Come ha spiegato Mark Fisher (filosofo, critico culturale e saggista britannico), il capitalismo contemporaneo ha “rubato il futuro”, rendendo la depressione una condizione quasi strutturale.
Analogamente, Geert Lovink (attivista olandese teorico dei media) ha descritto il “nichilismo digitale” come effetto di piattaforme progettate per generare fragilità emotiva e disconnessione sociale. Il fenomeno degli hikikomori ne è l’emblema: giovani che si ritirano completamente dalla vita sociale non è solo un problema psicologico ma una reazione estrema a un sistema che non offre riconoscimento né senso.
Tutto ciò impone una riflessione radicale: la salute è anche un fatto politico.
Prendersi cura della psiche collettiva significa interrogarsi sui modelli culturali ed economici dominanti. Il modello capitalista, fondato sullo sfruttamento dunque sul primato del profitto e sulla riduzione della persona a produttore o consumatore, non è compatibile con i bisogni umani fondamentali di dignità, uguaglianza, giustizia e libertà.
Il vuoto di valori rende la società vulnerabile e incapace di costruire un senso condiviso del vivere comune. Occorre riscoprire il valore del conflitto come occasione di confronto e trasformazione: la politica, nella sua forma più alta, dovrebbe essere l’arte di gestire le differenze per costruire comunità libere ed inclusive.
In sintesi, il diritto alla salute deve essere ampliato: deve includere la dimensione psichica, sociale e culturale oltre a quella fisica.
Non basta curare i sintomi, occorre ricostruire senso, comunità e percorsi di vita significativi.

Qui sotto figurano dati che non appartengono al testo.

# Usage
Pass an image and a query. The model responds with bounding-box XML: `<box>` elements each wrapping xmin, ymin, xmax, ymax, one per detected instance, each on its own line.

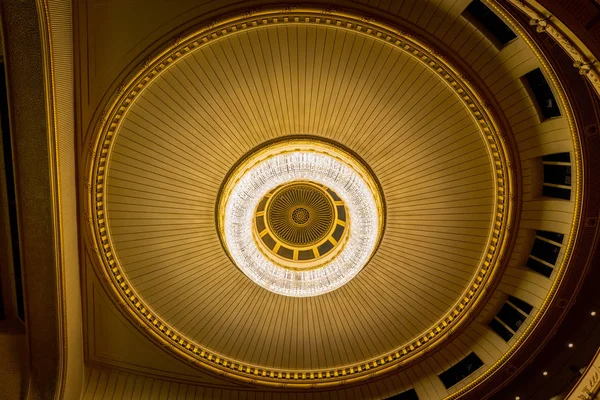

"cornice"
<box><xmin>87</xmin><ymin>6</ymin><xmax>515</xmax><ymax>389</ymax></box>
<box><xmin>508</xmin><ymin>0</ymin><xmax>600</xmax><ymax>97</ymax></box>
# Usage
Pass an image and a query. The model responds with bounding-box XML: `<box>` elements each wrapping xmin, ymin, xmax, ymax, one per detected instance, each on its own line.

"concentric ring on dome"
<box><xmin>86</xmin><ymin>8</ymin><xmax>515</xmax><ymax>389</ymax></box>
<box><xmin>265</xmin><ymin>182</ymin><xmax>335</xmax><ymax>247</ymax></box>
<box><xmin>217</xmin><ymin>137</ymin><xmax>384</xmax><ymax>297</ymax></box>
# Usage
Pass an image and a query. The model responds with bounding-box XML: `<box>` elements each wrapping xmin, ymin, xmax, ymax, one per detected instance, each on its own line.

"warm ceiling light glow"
<box><xmin>219</xmin><ymin>140</ymin><xmax>383</xmax><ymax>297</ymax></box>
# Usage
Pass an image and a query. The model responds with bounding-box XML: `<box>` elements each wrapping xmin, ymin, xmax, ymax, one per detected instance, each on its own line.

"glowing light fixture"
<box><xmin>217</xmin><ymin>138</ymin><xmax>384</xmax><ymax>297</ymax></box>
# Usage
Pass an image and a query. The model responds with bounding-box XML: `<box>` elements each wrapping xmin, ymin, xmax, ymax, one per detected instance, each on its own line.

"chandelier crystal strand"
<box><xmin>224</xmin><ymin>151</ymin><xmax>381</xmax><ymax>297</ymax></box>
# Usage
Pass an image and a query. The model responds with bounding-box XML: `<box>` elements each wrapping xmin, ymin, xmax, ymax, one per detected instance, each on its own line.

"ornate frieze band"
<box><xmin>88</xmin><ymin>7</ymin><xmax>515</xmax><ymax>388</ymax></box>
<box><xmin>500</xmin><ymin>0</ymin><xmax>600</xmax><ymax>97</ymax></box>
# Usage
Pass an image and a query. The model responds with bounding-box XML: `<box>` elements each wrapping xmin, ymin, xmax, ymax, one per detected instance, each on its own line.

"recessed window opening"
<box><xmin>463</xmin><ymin>0</ymin><xmax>517</xmax><ymax>49</ymax></box>
<box><xmin>439</xmin><ymin>353</ymin><xmax>483</xmax><ymax>389</ymax></box>
<box><xmin>488</xmin><ymin>296</ymin><xmax>533</xmax><ymax>342</ymax></box>
<box><xmin>526</xmin><ymin>230</ymin><xmax>564</xmax><ymax>278</ymax></box>
<box><xmin>387</xmin><ymin>389</ymin><xmax>419</xmax><ymax>400</ymax></box>
<box><xmin>542</xmin><ymin>152</ymin><xmax>571</xmax><ymax>200</ymax></box>
<box><xmin>523</xmin><ymin>68</ymin><xmax>560</xmax><ymax>121</ymax></box>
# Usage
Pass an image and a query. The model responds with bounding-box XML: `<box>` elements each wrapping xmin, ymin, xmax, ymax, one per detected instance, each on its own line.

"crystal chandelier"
<box><xmin>218</xmin><ymin>138</ymin><xmax>384</xmax><ymax>297</ymax></box>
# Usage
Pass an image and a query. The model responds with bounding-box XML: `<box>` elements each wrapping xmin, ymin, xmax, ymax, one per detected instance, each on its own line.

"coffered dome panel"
<box><xmin>95</xmin><ymin>10</ymin><xmax>511</xmax><ymax>386</ymax></box>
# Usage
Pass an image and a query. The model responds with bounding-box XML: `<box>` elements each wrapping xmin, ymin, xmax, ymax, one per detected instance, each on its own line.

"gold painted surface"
<box><xmin>89</xmin><ymin>9</ymin><xmax>512</xmax><ymax>387</ymax></box>
<box><xmin>215</xmin><ymin>135</ymin><xmax>386</xmax><ymax>271</ymax></box>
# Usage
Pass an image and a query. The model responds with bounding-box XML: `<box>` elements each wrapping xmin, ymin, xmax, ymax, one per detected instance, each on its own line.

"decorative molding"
<box><xmin>87</xmin><ymin>7</ymin><xmax>516</xmax><ymax>389</ymax></box>
<box><xmin>509</xmin><ymin>0</ymin><xmax>600</xmax><ymax>97</ymax></box>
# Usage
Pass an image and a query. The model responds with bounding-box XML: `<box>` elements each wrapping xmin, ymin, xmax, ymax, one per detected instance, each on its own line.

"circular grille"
<box><xmin>266</xmin><ymin>183</ymin><xmax>335</xmax><ymax>246</ymax></box>
<box><xmin>292</xmin><ymin>207</ymin><xmax>310</xmax><ymax>225</ymax></box>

Dobbiamo offrire spazi di dialogo e di impegno, perché solo così si può restituire alla parola salute il suo pieno significato: non semplice assenza di malattia, ma pienezza di vita.
Una società che non coltiva solidarietà e giustizia è destinata a disgregarsi.
Serve un nuovo umanesimo? Si serve un nuovo umanesimo, capace di rimettere al centro non il profitto ma la persona.
A questa cura non possiamo rinunciare.